Caroline smiled gently, seeing the earnest sorrow (and perhaps slight fear) with which Anna had received this particular bit of her past. “It’s alright,” she said, shaking her head slightly, reassuringly. “It’s been a good number of years now...I’ve had a chance to take it in...” More or less... “But you can understand why I’m glad that we’ll be able to provide real answers for those who knew the Ithaca crew.”

 

“Yes, I understand why this is better, of course, I do,” Anna agreed, still trying to grasp the enormity of Caroline’s loss. “What’s next for them?” she asked.

 

“I assume they’ll be transferred to the starbase for more dedicated treatment where necessary,” Caroline said, relaxing slightly, unconsciously, at the change of subject. “While I’m willing to do all I can for them, the sort of reacclimation they need to do isn’t something that our facilities are geared towards. Their families will be contacted. Some will return home, some...won’t.” She chuckled softly. “Who knows...some of the younger ones may rejoin Starfleet; I get the impression that the military discipline and structure was what held this group together, and it would be most familiar to them.”

 

“It’s often said that a ship’s crew forms its own family, but in this case that is literally what happened. It may be difficult for them to part from each other.

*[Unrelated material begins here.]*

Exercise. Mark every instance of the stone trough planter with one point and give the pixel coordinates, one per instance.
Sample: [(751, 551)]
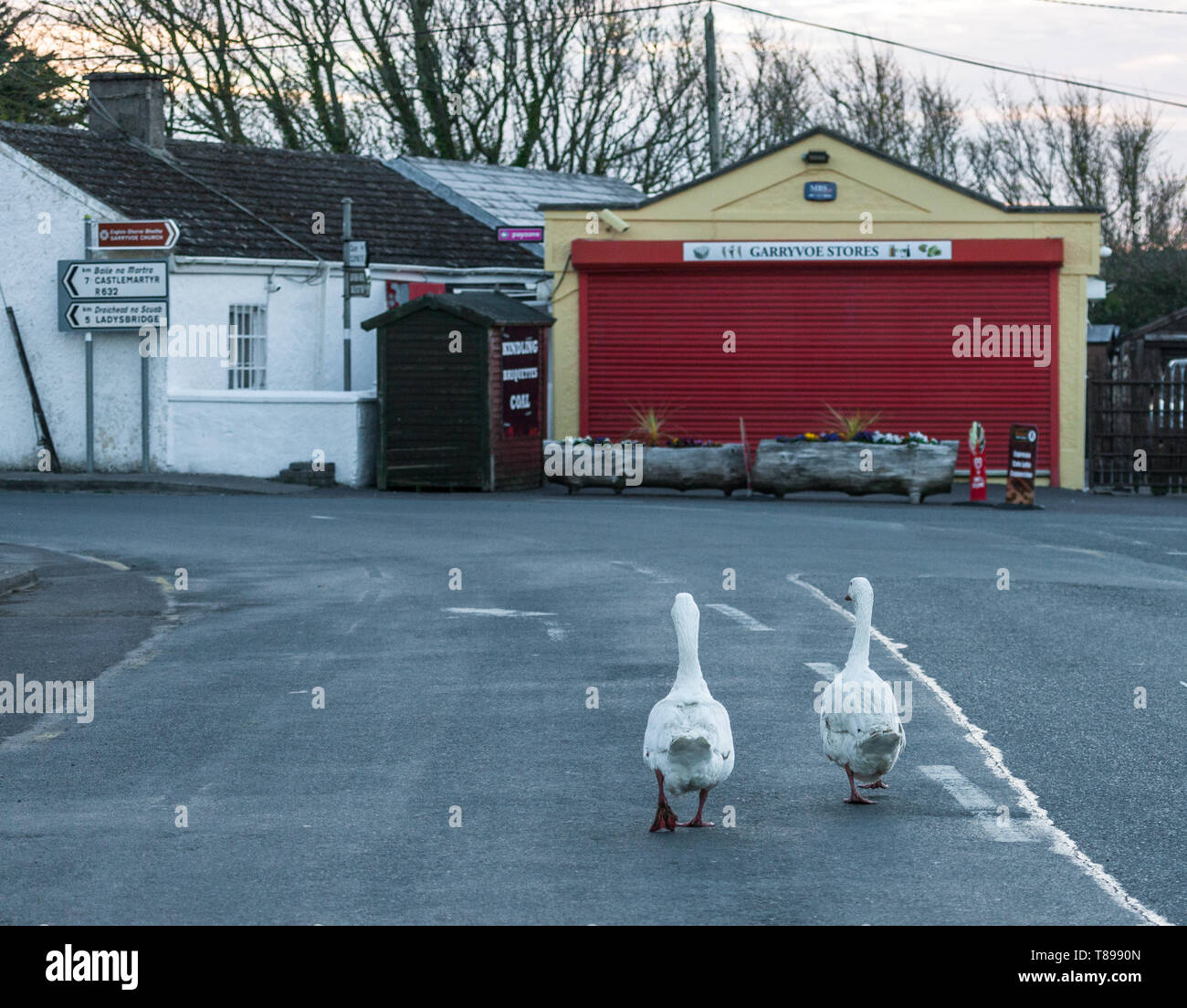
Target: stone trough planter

Their own family situations have changed so radically by the abnormal passage of time that they may choose to stay together in some form,” Anna said, meeting Caroline’s gaze with obvious concern. “They wouldn’t be forced apart would they?”

 

Caroline shook her head. “Starfleet can control the placement of its officers; only a few of these people are actually officially enlisted or commissioned, and those who are have long since moved beyond retirement age. Once they leave the Fleet, where they go from there is up to them.” She paused, folding her arms in front of her, and added with quiet irony, “A foreign concept to some of them, I would imagine.”

 

“Hmm, indeed,” Anna answered, still wondering how any of them had managed to stay sane under the conditions they’d endured. “So...” she smiled, though it didn’t quite reach her eyes. “We’re at the tail end of another temporal adventure. Care to give odds on whether or not it’ll be our last one?”

 

Caroline grinned suddenly, remembering Anna’s long-suffering attitude towards the temporal anomalies which seemed a regular part of the Reaent’s work. “With you aboard?” she teased, shaking her head. “I’m not sure I’d take any bets on the subject.”